Diz D I, Baer P G, Nasjletti A
J Clin Invest. 1983 Aug;72(2):466-77. doi: 10.1172/jci110994.
We examined in rats the effects of intraperitoneal angiotensin II (AII) infusion for 12 d on urinary excretion, plasma concentration, and in vitro release of prostaglandin (PG) E2 and 6-keto-PGF1 alpha, a PGI2 metabolite. AII at 200 ng/min increased systolic blood pressure (SBP) progressively from 125 +/- 3 to 170 +/- 9 mmHg (P less than 0.01) and elevated fluid intake and urine volume. Urinary 6-keto-PGF1 alpha excretion increased from 38 +/- 6 to 55 +/- 5 and 51 +/- 7 ng/d (P less than 0.05) on days 8 and 11, respectively, of AII infusion, but urinary PGE2 excretion did not change. Relative to a control value of 129 +/- 12 pg/ml in vehicle-infused (V) rats, arterial plasma 6-keto-PGF1 alpha concentration increased by 133% (P less than 0.01) with AII infusion. Aortic rings from AII-infused rats released more 6-keto-PGF1 alpha (68 +/- 7 ng/mg) during 15-min incubation in Krebs solution than did rings from V rats (40 +/- 3 ng/mg); release of PGE2, which was less than 1% of that of 6-keto-PGF1 alpha, was also increased. Slices of inner renal medulla from AII-infused rats released more 6-keto-PGF1 alpha (14 +/- 1 ng/mg) during incubation than did slices from V rats (8 +/- 1 ng/mg, P less than 0.05), but PGE2 release was not altered. In contrast, AII infusion did not alter release of 6-keto-PGF1 alpha or PGE2 from inferior vena cava segments or from renal cortex slices. Infusion of AII at 125 ng/min also increased SBP, plasma 6-keto-PGF1 alpha concentration, and in vitro release of 6-keto-PGF1 alpha from rings of aorta and renal inner medulla slices; at 75 ng/min AII had no effect. SBP on AII infusion day 11 correlated positively with both 6-keto-PGF1 alpha plasma concentration (r = 0.54) and net aortic ring release (r = 0.70) when data from all rats were combined. We conclude that augmentation of PGI2 production is a feature of AII-induced hypertension.
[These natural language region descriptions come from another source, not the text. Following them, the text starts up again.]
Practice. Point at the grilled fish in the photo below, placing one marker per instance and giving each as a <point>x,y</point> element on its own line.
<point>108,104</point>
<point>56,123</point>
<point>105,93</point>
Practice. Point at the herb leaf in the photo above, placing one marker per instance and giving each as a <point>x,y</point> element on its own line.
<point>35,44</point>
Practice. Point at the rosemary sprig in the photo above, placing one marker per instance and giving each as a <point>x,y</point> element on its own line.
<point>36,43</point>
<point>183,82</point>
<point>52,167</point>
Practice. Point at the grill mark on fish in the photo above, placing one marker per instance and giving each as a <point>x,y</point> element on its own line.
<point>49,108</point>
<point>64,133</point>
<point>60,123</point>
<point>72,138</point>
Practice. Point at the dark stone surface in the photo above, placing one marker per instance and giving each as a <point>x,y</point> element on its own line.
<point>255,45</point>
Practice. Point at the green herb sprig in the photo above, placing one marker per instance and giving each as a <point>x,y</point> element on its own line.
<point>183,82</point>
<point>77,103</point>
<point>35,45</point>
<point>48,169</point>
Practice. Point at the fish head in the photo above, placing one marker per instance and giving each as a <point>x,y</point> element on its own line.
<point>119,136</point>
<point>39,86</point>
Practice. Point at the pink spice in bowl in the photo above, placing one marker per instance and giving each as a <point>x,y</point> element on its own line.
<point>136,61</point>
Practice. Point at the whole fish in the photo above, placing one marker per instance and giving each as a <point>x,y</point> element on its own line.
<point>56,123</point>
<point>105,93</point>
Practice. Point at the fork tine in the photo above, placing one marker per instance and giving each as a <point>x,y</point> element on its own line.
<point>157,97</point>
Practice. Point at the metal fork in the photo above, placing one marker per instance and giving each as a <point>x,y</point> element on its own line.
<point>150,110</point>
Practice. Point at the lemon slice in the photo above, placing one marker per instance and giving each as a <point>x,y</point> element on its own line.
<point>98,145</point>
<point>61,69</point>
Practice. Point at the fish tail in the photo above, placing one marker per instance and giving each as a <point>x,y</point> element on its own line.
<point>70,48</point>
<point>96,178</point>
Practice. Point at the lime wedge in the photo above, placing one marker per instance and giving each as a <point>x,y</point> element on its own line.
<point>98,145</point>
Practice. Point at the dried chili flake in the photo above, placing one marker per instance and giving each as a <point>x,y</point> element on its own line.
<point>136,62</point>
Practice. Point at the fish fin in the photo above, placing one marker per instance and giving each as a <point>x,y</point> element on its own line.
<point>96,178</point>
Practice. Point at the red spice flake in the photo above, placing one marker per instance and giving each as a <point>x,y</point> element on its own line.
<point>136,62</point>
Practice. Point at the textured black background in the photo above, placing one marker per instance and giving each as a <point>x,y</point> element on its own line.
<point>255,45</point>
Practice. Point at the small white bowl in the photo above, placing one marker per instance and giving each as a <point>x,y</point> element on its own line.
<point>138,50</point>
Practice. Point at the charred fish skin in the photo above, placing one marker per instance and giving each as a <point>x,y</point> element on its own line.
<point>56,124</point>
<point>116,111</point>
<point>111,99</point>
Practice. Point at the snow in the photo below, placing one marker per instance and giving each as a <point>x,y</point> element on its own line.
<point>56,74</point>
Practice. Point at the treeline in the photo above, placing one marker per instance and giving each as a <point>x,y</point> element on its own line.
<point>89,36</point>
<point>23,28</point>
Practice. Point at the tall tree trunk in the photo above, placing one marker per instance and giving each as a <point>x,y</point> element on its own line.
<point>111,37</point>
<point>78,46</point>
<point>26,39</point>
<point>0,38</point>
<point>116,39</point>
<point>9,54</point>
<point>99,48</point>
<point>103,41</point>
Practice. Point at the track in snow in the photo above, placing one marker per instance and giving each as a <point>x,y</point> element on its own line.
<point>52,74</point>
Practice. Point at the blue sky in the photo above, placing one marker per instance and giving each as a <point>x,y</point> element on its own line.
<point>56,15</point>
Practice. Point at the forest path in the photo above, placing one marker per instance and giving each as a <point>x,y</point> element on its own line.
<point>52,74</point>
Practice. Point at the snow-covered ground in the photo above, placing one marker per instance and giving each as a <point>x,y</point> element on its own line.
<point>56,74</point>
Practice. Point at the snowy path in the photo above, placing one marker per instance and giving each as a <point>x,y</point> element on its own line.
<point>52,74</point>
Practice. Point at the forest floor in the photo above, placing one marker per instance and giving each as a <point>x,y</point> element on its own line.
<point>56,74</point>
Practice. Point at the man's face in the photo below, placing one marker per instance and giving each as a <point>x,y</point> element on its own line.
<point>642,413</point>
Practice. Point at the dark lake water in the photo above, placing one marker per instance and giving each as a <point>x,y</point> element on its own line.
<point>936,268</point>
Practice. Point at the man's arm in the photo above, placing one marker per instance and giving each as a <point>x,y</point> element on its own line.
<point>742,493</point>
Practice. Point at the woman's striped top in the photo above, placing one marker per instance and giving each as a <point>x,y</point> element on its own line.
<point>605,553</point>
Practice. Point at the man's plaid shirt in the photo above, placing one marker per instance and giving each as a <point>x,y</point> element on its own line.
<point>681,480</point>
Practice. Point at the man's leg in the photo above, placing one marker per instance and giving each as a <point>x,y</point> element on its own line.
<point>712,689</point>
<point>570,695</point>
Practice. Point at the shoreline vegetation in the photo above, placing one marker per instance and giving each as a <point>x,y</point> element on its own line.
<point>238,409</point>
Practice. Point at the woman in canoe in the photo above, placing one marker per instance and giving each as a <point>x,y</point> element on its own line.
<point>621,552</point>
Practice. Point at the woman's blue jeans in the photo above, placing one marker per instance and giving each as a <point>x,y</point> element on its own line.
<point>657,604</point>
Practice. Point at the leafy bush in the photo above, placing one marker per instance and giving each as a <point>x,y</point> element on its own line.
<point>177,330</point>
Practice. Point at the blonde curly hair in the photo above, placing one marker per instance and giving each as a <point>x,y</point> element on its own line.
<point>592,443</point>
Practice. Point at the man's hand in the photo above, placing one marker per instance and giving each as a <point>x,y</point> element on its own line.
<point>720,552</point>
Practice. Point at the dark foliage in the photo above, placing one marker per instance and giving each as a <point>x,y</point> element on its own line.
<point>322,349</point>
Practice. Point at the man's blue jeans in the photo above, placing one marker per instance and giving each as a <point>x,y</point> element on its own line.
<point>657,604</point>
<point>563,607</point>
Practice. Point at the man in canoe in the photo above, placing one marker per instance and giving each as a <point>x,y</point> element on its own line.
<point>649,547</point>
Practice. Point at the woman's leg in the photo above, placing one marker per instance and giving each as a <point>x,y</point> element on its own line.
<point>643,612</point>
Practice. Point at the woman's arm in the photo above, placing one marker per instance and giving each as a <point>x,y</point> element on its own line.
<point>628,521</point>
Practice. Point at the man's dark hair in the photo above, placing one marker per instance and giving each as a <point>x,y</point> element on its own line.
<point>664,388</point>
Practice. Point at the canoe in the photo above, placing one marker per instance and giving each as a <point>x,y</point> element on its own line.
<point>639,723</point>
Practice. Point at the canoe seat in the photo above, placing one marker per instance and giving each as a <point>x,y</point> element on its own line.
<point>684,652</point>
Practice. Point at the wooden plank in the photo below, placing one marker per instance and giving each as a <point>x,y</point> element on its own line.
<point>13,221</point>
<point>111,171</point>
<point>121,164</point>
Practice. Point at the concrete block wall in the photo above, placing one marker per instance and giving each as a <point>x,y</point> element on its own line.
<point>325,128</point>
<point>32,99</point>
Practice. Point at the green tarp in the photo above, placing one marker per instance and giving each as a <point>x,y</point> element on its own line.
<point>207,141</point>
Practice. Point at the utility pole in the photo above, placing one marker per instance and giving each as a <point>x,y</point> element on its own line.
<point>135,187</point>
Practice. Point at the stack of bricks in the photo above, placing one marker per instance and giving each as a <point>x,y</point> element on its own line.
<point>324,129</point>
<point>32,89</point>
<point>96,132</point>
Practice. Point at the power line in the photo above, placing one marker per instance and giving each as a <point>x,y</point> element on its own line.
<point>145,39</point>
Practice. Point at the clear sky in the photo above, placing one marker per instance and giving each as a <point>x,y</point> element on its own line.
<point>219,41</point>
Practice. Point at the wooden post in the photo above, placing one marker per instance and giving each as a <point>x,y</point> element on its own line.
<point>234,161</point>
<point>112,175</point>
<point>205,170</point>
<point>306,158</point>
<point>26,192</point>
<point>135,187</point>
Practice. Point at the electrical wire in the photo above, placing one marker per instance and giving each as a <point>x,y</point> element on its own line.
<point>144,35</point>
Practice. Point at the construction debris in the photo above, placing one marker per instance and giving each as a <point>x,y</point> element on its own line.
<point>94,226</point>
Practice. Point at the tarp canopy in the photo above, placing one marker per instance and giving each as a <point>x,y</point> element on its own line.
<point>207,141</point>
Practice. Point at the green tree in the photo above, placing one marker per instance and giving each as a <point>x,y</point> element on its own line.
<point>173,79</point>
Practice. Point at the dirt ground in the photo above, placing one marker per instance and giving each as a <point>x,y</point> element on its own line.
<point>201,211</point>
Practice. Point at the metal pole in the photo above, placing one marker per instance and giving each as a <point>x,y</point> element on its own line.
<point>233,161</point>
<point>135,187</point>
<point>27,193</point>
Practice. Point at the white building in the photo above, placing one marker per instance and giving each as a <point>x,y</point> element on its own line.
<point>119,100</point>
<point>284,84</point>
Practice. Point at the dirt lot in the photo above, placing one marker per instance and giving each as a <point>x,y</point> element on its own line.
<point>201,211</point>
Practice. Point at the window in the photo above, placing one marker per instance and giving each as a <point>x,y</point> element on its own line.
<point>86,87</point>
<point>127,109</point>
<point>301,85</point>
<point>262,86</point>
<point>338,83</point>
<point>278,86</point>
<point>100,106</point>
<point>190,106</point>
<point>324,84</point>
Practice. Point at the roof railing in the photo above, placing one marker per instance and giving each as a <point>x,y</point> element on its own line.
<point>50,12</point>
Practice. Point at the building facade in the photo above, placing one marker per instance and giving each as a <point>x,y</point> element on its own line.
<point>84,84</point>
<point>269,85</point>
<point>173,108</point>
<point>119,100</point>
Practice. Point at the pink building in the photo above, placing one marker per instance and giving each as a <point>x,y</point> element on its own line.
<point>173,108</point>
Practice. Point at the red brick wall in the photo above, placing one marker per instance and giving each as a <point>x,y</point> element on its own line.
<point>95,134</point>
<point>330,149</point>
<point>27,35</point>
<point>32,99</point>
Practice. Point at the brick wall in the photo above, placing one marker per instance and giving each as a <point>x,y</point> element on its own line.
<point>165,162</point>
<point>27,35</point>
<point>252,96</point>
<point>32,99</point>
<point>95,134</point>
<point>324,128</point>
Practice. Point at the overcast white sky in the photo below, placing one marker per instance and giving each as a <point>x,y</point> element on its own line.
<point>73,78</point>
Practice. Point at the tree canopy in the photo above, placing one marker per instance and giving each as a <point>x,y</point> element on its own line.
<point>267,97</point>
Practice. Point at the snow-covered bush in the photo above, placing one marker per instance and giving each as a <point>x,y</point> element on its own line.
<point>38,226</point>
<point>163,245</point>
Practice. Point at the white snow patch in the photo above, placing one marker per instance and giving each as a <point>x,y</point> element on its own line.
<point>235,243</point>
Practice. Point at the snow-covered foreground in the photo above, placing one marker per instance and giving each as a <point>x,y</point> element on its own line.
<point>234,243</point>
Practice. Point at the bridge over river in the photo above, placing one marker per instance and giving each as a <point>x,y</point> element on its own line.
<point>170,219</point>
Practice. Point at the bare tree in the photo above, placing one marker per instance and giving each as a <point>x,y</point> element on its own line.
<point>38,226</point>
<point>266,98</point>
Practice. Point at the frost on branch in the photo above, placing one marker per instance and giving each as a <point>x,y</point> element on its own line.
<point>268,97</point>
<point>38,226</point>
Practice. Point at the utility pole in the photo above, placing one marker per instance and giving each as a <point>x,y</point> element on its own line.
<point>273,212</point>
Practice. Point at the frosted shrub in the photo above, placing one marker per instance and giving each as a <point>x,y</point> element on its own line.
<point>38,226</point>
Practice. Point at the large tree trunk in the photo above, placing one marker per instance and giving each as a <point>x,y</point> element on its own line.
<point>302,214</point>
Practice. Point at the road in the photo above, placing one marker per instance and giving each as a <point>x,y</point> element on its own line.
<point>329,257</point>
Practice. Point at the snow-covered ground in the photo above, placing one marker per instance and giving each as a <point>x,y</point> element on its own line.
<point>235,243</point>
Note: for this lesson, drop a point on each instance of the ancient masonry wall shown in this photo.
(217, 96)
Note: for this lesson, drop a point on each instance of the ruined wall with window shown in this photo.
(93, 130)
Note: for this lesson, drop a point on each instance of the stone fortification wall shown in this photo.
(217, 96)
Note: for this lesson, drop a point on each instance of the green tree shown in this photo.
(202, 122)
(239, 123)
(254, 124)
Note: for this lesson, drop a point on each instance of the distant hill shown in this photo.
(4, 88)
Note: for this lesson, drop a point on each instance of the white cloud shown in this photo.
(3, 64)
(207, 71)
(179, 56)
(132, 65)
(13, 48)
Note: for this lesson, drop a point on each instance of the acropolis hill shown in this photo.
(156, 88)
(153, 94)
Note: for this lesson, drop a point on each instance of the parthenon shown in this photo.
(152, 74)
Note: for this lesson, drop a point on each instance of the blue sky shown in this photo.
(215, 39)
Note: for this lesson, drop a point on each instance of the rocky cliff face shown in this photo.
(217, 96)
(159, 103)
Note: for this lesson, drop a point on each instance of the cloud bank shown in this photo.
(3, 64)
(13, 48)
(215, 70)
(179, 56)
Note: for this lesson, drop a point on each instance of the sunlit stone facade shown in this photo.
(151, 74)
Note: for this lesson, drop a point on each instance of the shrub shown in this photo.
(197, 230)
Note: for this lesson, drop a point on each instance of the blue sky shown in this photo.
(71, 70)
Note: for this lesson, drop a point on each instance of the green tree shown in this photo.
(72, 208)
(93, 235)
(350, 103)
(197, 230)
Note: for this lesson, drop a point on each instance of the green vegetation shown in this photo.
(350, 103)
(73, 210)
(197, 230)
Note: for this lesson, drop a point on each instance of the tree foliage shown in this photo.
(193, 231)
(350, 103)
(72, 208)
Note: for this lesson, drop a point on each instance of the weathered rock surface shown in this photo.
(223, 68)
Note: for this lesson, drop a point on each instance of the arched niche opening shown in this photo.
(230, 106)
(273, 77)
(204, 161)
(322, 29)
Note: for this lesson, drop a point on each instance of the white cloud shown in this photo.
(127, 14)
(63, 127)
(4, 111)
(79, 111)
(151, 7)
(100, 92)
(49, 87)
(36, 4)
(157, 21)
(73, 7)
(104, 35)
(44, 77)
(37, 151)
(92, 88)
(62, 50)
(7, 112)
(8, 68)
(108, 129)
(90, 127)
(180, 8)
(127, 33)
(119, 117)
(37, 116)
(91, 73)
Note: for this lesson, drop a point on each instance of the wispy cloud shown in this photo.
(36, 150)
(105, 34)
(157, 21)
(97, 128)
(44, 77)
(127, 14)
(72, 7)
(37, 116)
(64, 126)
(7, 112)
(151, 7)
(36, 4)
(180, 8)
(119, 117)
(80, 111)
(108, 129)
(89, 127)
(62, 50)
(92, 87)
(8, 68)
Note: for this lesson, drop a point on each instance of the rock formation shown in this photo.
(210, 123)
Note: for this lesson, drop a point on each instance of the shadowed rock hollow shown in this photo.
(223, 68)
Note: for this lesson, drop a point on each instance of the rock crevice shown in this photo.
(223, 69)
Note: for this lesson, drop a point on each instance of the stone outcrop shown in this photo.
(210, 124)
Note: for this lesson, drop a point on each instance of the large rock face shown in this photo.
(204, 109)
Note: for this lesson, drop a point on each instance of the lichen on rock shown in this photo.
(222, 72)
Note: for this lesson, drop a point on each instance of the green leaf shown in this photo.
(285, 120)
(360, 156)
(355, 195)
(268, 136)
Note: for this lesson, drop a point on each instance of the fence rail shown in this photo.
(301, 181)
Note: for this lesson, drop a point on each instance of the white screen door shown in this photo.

The enhancement of PGI2 production may be an expression of nonspecific alteration in vascular structure and metabolic functions during AII-induced hypertension, as well as the result of a specific effect of the peptide on the arachidonate-prostaglandin system.
我们研究了大鼠腹腔注射血管紧张素II(AII)12天对尿排泄、血浆浓度以及前列腺素(PG)E2和PGI2代谢产物6-酮-PGF1α体外释放的影响。以200 ng/min的速度注射AII使收缩压(SBP)从125±3 mmHg逐渐升高至170±9 mmHg(P<0.01),并增加了液体摄入量和尿量。在注射AII的第8天和第11天,尿中6-酮-PGF1α排泄量分别从38±6 ng/d增加至55±5 ng/d和51±7 ng/d(P<0.05),但尿中PGE2排泄量未改变。相对于注射赋形剂(V)的大鼠129±12 pg/ml的对照值,注射AII后动脉血浆6-酮-PGF1α浓度增加了133%(P<0.01)。在Krebs溶液中孵育15分钟期间,注射AII的大鼠的主动脉环释放的6-酮-PGF1α(68±7 ng/mg)比V大鼠的主动脉环(40±3 ng/mg)更多;PGE2的释放也增加,其释放量不到6-酮-PGF1α的1%。注射AII的大鼠的肾内髓质切片在孵育期间释放的6-酮-PGF1α(14±1 ng/mg)比V大鼠的切片(8±1 ng/mg,P<0.05)更多,但PGE2释放未改变。相比之下,注射AII并未改变下腔静脉段或肾皮质切片中6-酮-PGF1α或PGE2的释放。以125 ng/min的速度注射AII也增加了SBP、血浆6-酮-PGF1α浓度以及主动脉环和肾内髓质切片中6-酮-PGF1α的体外释放;以75 ng/min的速度注射AII则无作用。当合并所有大鼠的数据时,注射AII第11天的SBP与6-酮-PGF1α血浆浓度(r = 0.54)和主动脉环净释放量(r = 0.70)均呈正相关。我们得出结论,PGI2生成增加是AII诱导的高血压的一个特征。PGI2生成的增强可能是AII诱导的高血压期间血管结构和代谢功能非特异性改变的一种表现,也是该肽对花生四烯酸-前列腺素系统特定作用的结果。